De fait, n’est-ce pas ce que l’on constate ? Là où des pratiques sociales vraiment nouvelles émergent (réseaux de troc et d’échange de services, monnaies sociales, etc.), c’est toujours à l’articulation de stratégies de survie et de nouvelles quêtes de bonheur. La transition écologique n’émergera pas de désirs individuels enfin rendus à leur authenticité primitive, mais de la volonté collective d’affronter un péril vital pour l’humanité et de s’adapter collectivement et solidairement à de nouvelles conditions d’existence.

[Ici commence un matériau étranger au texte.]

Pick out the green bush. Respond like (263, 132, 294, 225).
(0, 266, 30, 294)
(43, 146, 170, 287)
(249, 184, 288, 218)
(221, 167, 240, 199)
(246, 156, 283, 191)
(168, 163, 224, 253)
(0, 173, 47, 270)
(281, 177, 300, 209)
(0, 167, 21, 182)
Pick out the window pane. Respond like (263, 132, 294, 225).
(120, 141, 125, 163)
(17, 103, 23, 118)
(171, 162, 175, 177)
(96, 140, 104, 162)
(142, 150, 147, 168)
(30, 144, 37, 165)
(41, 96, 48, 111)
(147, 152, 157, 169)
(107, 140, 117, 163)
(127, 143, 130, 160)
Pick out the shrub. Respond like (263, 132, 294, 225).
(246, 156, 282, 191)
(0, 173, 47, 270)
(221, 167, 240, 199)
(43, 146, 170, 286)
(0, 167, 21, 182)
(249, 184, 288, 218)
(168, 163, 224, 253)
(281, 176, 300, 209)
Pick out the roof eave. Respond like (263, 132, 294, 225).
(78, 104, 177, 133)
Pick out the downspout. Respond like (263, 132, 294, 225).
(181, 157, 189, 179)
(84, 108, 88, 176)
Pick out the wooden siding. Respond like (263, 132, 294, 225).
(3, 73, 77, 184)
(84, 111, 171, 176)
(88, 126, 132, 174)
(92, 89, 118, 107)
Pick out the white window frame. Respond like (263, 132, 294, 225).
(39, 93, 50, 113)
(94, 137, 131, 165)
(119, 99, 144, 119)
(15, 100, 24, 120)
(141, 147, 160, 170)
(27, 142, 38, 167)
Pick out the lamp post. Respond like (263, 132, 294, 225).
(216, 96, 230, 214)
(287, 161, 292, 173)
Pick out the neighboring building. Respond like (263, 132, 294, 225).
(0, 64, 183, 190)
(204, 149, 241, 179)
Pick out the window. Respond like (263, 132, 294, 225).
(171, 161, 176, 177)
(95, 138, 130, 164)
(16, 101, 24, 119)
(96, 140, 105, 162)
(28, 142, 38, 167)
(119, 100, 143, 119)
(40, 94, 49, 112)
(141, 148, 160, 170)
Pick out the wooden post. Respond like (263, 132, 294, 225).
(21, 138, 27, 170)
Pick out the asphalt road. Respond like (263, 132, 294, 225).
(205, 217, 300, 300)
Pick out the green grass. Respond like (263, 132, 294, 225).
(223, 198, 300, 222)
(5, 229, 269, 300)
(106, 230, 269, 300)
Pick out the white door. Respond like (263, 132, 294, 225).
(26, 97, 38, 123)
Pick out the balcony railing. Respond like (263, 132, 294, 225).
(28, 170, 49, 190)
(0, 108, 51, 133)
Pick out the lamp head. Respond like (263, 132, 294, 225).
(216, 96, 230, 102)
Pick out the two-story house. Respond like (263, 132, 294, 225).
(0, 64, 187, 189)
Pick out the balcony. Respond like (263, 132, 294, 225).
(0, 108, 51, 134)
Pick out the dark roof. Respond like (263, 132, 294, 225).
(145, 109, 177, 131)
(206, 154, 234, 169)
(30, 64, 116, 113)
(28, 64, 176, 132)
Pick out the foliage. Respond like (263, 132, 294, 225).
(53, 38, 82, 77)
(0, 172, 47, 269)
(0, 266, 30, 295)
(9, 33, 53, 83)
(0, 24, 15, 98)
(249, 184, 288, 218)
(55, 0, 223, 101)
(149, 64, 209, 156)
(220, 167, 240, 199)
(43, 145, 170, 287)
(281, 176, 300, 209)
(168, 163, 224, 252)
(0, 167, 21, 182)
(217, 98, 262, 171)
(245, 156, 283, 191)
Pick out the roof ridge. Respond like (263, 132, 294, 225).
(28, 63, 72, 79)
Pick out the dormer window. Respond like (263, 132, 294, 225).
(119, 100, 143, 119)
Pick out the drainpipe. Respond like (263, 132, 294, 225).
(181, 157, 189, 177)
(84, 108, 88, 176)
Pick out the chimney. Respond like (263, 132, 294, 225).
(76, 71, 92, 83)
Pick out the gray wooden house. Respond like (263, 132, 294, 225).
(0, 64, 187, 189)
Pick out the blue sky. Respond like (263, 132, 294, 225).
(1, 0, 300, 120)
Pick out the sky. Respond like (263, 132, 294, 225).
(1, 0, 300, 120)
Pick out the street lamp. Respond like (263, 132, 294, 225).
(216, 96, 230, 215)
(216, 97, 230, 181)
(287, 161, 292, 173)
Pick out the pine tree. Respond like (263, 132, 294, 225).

Pour ce faire, il faudra nécessairement accepter de penser en termes d’éducation, d’organisation, d’apprentissage collectif, de représentation, d’élaboration de normes comportementales partagées, voire de contrôle social. Or, encore une fois, toutes ces capacités d’action s’acquièrent par et dans les institutions et les organisations au sens le plus large du terme. Pour prétendre transformer la société, nous devrions chercher à mieux comprendre comment celle-ci fonctionne, en prenant la mesure des médiations grâce auxquelles nous nous rendons capables de vivre et d’agir ensemble.

 

[1]   Dans ce qui suit, je reprends de larges extraits d’un article paru en 2013 dans la revue La vie des idées.  http://www.laviedesidees.fr/Ecologie-et-emancipation.html

[2]   André Gorz, Écologica, Paris, Galilée, 2008, p. 12.

[3]   Cornélius Castoriadis, L’institution imaginaire de la société, Paris, « Points », le Seuil, 1999, p. 453.

[4]   Ecologica, p. 48.

[5]   Ibidem, p. 85.

[6]   Ibidem, p. 55

[7]   (ibidem, p. 62)

[8]   René Girard, Je vois Satan tomber comme l’éclair, Paris, Grasset, 1999, pp. 1-5.

[9]   Luc Boltanski, De la critique, Paris, NRF Essais, Gallimard, 2009, p. 96.

[10] Anthony Giddens, La constitution de la société, PUF, 2005, p. 231.